Introduction

The use of organisms sensitive to environmental variations in biomonitoring studies is extremely relevant in the effective diagnosis of ecosystem health, allowing for the development of laws that protect water bodies, aquatic life, and, consequently, humans (Aragão & Araújo, 2006). Although reptiles are listed as non-sensitive a variety of chemical agents, they are known as contaminant bioaccumulators (Domingues & Bertoletti, 2006). Several species of reptiles display long life cycles, territorial behavior, and resistance to environmental changes and are important key species for maintaining ecosystem homeostasis. Since the 1980s, they have been applied in the detection and monitoring of contaminated sites, mainly lentic environments such as lakes, ponds, and reservoirs (Tellez & Merchant, 2015; Schneider et al., 2015; Nilsen et al., 2017).

Despite adequate responses, the use of organs in the detection of chemical contaminants requires animal sacrifice. Thus, the use of non-lethal matrices (muscle, blood, scale, carapace, skin) has been continuously stimulated, especially for studies using animals that are on the List of Species Threatened with Extinction (Schneider et al., 2011).
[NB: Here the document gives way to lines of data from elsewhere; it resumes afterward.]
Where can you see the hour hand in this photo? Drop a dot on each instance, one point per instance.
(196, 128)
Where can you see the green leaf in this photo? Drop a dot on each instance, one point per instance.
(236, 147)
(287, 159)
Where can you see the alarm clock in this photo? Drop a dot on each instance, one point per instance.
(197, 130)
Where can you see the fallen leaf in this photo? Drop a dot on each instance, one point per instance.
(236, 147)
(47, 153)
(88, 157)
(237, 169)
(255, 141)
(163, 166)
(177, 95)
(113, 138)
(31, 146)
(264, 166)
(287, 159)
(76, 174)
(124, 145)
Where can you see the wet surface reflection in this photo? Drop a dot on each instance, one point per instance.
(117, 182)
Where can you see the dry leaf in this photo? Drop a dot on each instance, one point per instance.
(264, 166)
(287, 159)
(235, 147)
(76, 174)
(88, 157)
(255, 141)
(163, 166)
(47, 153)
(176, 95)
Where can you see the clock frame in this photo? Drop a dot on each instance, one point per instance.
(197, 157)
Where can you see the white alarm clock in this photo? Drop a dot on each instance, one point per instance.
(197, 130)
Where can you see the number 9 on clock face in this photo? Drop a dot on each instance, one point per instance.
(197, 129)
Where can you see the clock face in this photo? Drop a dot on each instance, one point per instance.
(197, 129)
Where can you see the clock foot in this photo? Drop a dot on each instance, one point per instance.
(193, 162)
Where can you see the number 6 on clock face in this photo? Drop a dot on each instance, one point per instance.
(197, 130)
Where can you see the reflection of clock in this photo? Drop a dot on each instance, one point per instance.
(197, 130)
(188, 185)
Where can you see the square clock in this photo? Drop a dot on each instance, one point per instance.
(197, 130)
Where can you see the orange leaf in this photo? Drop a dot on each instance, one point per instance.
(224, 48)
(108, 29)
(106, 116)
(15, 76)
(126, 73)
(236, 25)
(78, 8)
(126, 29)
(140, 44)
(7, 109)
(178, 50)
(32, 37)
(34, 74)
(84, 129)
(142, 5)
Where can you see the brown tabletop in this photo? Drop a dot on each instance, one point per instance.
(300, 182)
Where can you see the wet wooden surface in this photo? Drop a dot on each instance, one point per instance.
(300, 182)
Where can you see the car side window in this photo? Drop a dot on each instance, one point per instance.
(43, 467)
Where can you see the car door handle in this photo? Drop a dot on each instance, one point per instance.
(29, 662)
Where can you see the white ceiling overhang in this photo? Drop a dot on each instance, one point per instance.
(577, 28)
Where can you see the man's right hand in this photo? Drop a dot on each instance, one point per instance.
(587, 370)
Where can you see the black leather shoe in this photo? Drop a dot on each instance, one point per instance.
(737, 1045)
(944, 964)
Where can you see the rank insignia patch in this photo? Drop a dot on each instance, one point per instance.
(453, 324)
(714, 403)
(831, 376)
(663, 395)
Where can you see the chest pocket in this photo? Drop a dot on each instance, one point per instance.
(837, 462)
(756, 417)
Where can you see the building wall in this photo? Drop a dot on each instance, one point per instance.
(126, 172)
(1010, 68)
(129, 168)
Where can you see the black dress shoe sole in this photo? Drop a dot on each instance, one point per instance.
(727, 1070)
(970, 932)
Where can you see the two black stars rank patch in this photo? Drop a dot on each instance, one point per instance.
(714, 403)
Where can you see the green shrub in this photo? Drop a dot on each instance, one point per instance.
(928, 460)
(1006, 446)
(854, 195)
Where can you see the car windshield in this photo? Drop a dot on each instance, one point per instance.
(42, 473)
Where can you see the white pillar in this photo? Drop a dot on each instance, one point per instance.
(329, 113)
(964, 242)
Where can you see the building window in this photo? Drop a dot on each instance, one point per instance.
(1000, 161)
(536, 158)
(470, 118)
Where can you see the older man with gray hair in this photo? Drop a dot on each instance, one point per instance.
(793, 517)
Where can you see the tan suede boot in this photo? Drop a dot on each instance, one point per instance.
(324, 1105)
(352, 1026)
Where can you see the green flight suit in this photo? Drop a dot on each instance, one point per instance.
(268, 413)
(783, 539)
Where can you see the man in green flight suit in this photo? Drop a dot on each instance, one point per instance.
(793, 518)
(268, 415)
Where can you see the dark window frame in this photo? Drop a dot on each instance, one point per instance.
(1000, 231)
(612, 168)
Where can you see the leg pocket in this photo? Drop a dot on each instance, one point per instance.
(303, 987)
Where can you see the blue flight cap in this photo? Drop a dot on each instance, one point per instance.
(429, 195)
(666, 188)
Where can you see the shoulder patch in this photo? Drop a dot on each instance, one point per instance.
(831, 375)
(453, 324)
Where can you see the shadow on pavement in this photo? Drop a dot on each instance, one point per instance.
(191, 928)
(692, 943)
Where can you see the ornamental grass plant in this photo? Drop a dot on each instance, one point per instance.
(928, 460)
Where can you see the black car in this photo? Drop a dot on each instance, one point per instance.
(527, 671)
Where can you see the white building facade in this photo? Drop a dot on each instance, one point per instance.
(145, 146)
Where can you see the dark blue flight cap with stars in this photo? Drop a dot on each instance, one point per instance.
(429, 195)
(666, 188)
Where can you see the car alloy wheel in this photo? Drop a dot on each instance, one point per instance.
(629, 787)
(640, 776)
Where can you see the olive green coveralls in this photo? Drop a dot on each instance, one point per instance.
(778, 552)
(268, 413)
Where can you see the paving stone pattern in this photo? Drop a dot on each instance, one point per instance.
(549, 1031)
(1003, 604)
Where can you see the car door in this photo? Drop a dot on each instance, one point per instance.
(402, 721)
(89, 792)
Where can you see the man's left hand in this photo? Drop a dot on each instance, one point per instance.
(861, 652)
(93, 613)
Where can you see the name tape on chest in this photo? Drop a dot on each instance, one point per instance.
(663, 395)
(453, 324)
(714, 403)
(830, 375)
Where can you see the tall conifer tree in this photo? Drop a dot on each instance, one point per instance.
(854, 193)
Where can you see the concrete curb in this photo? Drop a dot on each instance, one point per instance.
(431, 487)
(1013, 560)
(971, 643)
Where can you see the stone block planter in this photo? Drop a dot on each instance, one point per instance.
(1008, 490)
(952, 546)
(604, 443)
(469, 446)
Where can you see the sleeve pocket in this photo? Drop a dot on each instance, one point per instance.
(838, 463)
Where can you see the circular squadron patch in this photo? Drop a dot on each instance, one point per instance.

Non-lethal samples, such as blood, provide responses regarding recent contamination, reflecting circulating metal levels (Schifer et al., 2005). In addition, research evidences that this matrix is positively correlated with concentrations in other reptile body regions, such as shells, muscle, and liver (Schneider et al., 2011), the latter commonly used in the detection of environmental markers due to its ability to sequester contaminants in order to detoxify the organism.1802

Three freshwater turtle species occur in Pernambuco, Brazil, three of which inhabit freshwater environments in the Caatinga and Atlantic rainforest biomes, namely, Kinosternon scorpioides (Linné, 1766), Mesoclemmys tuberculata (Luederwaldt, 1906), and Phrynops geoffroanus (Schweigger, 1812) (De Melo Moura et al., 2014), while one land species (Chelonoidis carbonaria Spix, 1824) (Red-footed tortoise) also inhabits this region. Crocodilians are represented in Pernambuco by Caiman latirostris (Daudin, 1802) and Paleosuchus palpebrosus (Cuvier, 1807). No record of contamination studies in Northeastern Brazil for both groups is available. In this context, the main objective of this study was to measure levels of Fe, Cu, Cr, Cd, Pb, Ni, and Al present in blood samples of three freshwater turtles species (Kinosternon scorpioides, Mesoclemmys tuberculata, and Phrynops geoffroanus) and in one caiman species (Caiman latirostris) from the Tapacurá reservoir, located in the municipality of São Lourenço da Mata, Pernambuco, Brazil, and correlate metal with sex and age group.

Material and methods

Study areas

The Tapacurá River comprises a drainage area of 470.5 km2 and includes six municipalities: Vitória de Santo Antão, Pombos, São Lourenço da Mata, Gravatá, Moreno, and Chã Grande (Aprile & Bouvy, 2010). Located at latitude 8° 10′, longitude 35° 11′, and at 102 m above sea level, the dammed lake covers 9.5 km2 and presents a water capability storage of about 94,200 m3, contributing with more than 36% of the water consumed in the metropolitan region of Recife (Andrade et al., 2009) (Fig. 1).

Fig. 1
figure 1

Location of the Tapacurá dam, in the municipality of São Lourenço da Mata, Pernambuco—Brazil (8° 2′59 “S, 35° 11′5” O)

An important Atlantic Rainforest remnant that forms part of the Tapacurá Ecological Station, a conservation unit belonging to the Federal Rural University of Pernambuco, is located adjacent to the reservoir. This remnant occupies 776 ha, separated in two forest portions around the Tapacurá dam lake (Lyra-Neves et al., 2007).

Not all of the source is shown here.